Ben; Torunlarımız intikamımızı alacak diyen Şêx Sait’tim, ben; düşmanın hileleriyle baş edememenin içindeki tek dert olduğunu itiraf eden Seyid Rıza’ydım, ben; vasiyetinde düşmanın hilelerine karşı geride kalanları tembihleyen halkının ve ülkesinin hizmetçisi Qazi Muhammed’tim.
Ben; Ağrı dağına gömülü üzeri betonlanarak ‘’Hayali Kurdistan burada meftundur’’ yazılı musalla taşının isyanı, Ararat’ın volkan gibi patlayan öfkesiydim. Ben; yakılıp yıkılmasına rağmen her seferinde yeşermesini bilen meşe ağacı, meşe ağacının tohumlarını topraklarımızın dört bir yanına serpiştirirken yüreği telaşla dolup taşan minik sincaptım, ben; gökyüzüyle semaha duran isyankar Kurdistan dağları ve ona bereketini sunan hırçın yağmur damlalarıydım.
Ben; Beko’yê Ewan’ların fitne fesadına karşı bir olmanın sınırsız gücü, Yêzdanşer’lerin ve Rayber’lerin ihanetine karşı namluya sürülmüş acımasız bir fişek, cümle işbirlikçi ve ihanetçilerin dehşet dolu kâbusuydum.

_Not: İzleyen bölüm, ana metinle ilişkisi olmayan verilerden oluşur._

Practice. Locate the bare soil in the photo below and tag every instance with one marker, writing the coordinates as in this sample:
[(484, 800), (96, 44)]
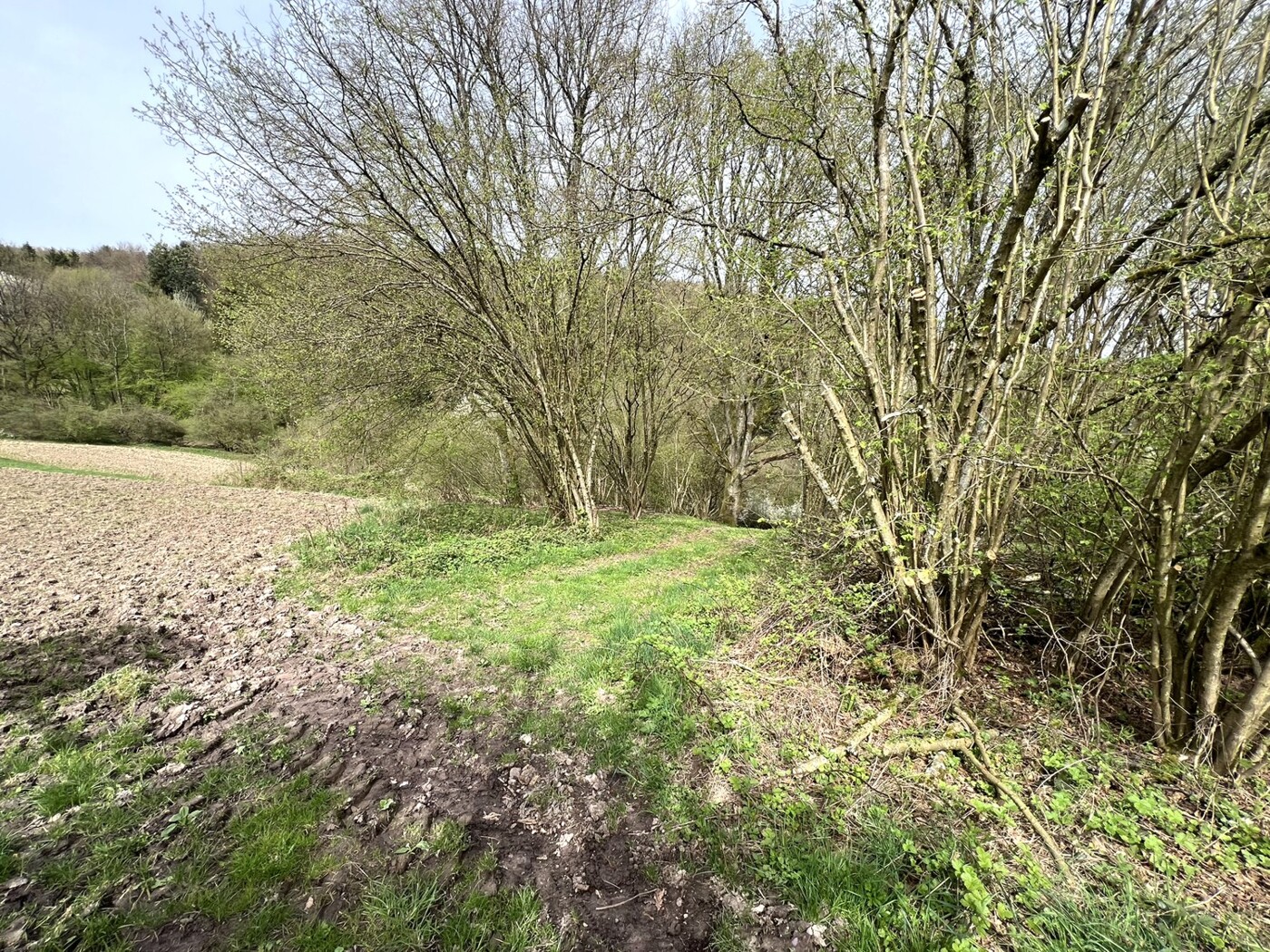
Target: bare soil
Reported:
[(98, 573), (168, 465)]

Ben hiç sönmeyen özgürlük kavgasının meşalesi, onurlu ve şerefli Kürt’lüğün kartal semalarında dalgalanan direniş sancağıydım.
Ben karanlık labirentlerde kaybettirilmek istenen tarihtim. Ben cefakâr ve mazlum halkımın harlanan hakikat ateşiydim. Bundandır ki ruhumu Apoizimle arındırdım. Küllerimden yeniden doğdum ve cenge atıldım özgürlük düşmanlarına karşı…

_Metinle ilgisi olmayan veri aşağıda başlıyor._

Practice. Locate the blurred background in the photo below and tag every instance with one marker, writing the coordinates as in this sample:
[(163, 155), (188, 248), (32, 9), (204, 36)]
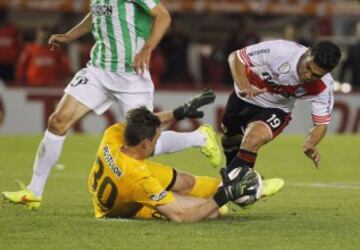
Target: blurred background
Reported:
[(191, 56)]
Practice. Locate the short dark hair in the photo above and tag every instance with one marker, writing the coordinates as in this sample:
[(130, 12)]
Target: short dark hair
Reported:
[(326, 55), (141, 124)]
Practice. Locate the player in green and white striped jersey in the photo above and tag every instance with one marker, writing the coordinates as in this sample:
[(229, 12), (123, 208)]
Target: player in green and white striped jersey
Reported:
[(125, 32)]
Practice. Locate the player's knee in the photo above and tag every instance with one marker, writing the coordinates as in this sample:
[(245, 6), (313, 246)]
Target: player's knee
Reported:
[(58, 123), (231, 143), (253, 141)]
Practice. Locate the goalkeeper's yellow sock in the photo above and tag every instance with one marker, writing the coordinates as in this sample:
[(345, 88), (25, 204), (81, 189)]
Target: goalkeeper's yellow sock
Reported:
[(204, 187)]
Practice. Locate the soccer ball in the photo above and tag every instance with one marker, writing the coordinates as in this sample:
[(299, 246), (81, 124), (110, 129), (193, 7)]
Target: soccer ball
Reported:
[(247, 200)]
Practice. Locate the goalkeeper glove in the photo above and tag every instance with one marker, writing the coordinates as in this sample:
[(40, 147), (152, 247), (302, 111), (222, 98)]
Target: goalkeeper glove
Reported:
[(240, 185), (190, 108)]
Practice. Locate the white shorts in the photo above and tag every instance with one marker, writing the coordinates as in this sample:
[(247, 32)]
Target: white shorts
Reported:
[(98, 89)]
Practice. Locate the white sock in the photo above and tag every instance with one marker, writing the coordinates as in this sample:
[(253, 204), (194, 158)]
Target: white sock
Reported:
[(47, 155), (170, 141)]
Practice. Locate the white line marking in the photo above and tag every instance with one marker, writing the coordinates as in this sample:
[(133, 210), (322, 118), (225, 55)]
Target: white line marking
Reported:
[(326, 185)]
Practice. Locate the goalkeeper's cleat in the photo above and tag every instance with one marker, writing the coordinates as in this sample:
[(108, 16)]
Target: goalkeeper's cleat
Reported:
[(271, 186), (24, 197), (211, 149)]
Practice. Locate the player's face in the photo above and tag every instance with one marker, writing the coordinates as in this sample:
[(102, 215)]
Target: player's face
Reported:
[(308, 70)]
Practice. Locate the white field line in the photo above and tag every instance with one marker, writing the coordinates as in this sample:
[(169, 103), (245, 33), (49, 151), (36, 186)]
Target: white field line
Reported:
[(326, 185)]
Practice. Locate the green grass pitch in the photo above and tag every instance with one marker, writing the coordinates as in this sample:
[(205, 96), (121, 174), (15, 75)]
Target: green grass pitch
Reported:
[(317, 209)]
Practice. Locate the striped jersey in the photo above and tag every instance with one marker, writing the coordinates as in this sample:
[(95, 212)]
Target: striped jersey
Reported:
[(273, 65), (120, 29)]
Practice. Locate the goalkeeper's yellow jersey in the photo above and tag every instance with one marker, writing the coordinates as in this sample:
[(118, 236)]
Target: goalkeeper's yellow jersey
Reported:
[(121, 185)]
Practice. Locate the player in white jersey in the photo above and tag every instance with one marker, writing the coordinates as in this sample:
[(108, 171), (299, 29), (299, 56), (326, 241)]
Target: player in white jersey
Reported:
[(126, 32), (268, 79)]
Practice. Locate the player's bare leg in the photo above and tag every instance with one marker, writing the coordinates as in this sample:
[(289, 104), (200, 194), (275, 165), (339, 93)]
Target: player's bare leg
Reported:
[(67, 112)]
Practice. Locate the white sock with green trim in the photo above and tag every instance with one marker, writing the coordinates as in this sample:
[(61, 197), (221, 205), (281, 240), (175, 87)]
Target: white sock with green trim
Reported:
[(47, 155)]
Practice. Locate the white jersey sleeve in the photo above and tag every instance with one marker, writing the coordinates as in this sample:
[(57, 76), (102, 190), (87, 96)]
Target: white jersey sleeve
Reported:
[(323, 103)]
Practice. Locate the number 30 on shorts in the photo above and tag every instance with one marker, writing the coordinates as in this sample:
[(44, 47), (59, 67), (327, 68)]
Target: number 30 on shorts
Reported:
[(274, 121)]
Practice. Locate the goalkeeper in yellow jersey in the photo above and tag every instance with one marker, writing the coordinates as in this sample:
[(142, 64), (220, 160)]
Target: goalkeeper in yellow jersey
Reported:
[(124, 184)]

Herkes çuvala kulak kesilmeli, duymalı, görmeli ve işitmelidir… Anlattıklarım WELAT olup ülkesinin özgür bir güne doğması için kendini adayan herkesin hikayesidir, kalbimin hikayesidir.
Karayazı’da gözlerimi açtım dünyaya alın yazısı kara çizilmiş. Yalnız bu kaderi olmamalıydı ülkemin, ülkemin oğullarının ve kızlarının… Ne ülkemin Golgota Tepesi olmasına, ne de güzelim halkımın yaşamın he anında çarmıha gerilmesine dayanabilirdi özgürlüğü koklamış naçar yüreğim. Yaşam denilen en güzel ve anlamlı varlığın ihanet bataklığında boğulması utancını tek bir an dahi unutmadım, unutamazdım. İnsandan tüm doğaya hiçbir canlı utançla yaşayamaz, insan olmak utançla anılmayacak kesinlikte utanmak değil midir oysa?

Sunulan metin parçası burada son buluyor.